The starry mist streaking across this image obtained by the NASA/ESA Hubble Space Telescope is the central part of the dwarf galaxy known as NGC 2366. The most obvious feature in this galaxy is a large nebula visible in the upper-right part of the image, an object listed just a few entries prior in the New General Catalogue as NGC 2363.
A nearby yellowish swirl is not part of the nebula. It is a spiral galaxy much farther away, whose light is shining right through NGC 2366. This is possible because galaxies are not solid objects. While we see the stars because they shine brightly, galaxies are overwhelmingly made up of the empty space between them. Hubble’s high-resolution image illustrates this perfectly: The stars are small points of light surrounded by the darkness of space.
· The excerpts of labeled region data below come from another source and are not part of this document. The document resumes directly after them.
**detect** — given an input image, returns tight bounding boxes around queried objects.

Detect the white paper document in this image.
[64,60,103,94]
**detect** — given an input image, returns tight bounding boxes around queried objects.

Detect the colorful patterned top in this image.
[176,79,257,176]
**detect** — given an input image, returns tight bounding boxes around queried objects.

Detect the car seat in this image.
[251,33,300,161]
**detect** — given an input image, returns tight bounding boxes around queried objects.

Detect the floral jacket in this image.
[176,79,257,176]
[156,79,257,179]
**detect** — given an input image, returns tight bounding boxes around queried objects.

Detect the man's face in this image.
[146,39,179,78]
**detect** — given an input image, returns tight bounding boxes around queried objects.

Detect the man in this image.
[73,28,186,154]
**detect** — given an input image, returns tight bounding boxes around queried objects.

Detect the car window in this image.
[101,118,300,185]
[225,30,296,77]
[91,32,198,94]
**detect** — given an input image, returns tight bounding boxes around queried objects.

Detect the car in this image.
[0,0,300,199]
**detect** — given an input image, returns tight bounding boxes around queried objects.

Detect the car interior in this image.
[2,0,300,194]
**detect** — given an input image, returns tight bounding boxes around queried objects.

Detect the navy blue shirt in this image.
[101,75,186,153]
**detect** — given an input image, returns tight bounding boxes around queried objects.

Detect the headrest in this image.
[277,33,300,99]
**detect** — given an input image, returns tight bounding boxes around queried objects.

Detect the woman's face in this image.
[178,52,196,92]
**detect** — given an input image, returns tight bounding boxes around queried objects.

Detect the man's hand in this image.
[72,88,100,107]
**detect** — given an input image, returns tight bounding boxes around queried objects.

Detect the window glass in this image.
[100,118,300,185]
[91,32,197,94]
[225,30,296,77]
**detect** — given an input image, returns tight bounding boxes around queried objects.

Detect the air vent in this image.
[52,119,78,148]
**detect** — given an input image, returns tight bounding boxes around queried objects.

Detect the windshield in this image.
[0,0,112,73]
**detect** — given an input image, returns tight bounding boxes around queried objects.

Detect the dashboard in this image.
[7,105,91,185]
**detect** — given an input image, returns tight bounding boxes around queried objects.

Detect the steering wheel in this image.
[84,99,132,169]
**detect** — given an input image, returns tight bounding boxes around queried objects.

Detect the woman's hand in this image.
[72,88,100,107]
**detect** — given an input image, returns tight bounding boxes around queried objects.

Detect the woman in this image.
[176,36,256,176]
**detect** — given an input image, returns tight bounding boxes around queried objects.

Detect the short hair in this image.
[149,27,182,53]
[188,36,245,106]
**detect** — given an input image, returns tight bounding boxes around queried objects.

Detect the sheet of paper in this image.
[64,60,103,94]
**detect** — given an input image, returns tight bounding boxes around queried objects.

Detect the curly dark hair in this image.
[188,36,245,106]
The splendid interconnected objects of NGC 2366 and NGC 2363 are located about 10 million light-years away in the constellation Camelopardalis the Giraffe. As a dwarf galaxy, NGC 2366’s size is in the same ballpark as the two main satellite galaxies of our Milky Way, named the Large and Small Magellanic Clouds. Like the Magellanic Clouds, NGC 2366’s lack of well-defined structure leads astronomers to further classify it as an irregular galaxy.
Although NGC 2366 might be small by the standards of galaxies, many of its stars are not, and the galaxy is home to numerous gigantic blue stars. The blue dots scattered throughout the galaxy speak to the burst of star formation that the galaxy has undergone in recent cosmic time. A new generation of these stellar titans has lit up the nebula NGC 2363.
In gas-rich star-forming regions, the ultraviolet radiation from young, big blue stars excites the hydrogen gas, making it glow. NGC 2363, as well as other smaller patches seen throughout Hubble’s image, serve as the latest formation sites for stellar giants.
Imaged through green and infrared filters, these nebulae take on a bluish tinge in this image, though the actual color is a shade of red.
This image was produced from two adjacent fields observed by Hubble’s Advanced Camera for Surveys. The field of view is approximately 5.5 arcminutes across, which is equivalent to a little over a fifth of the diameter of the Full Moon. Although this is comparatively large by the standard of Hubble’s images, NGC 2366 is much too faint to observe with the naked eye.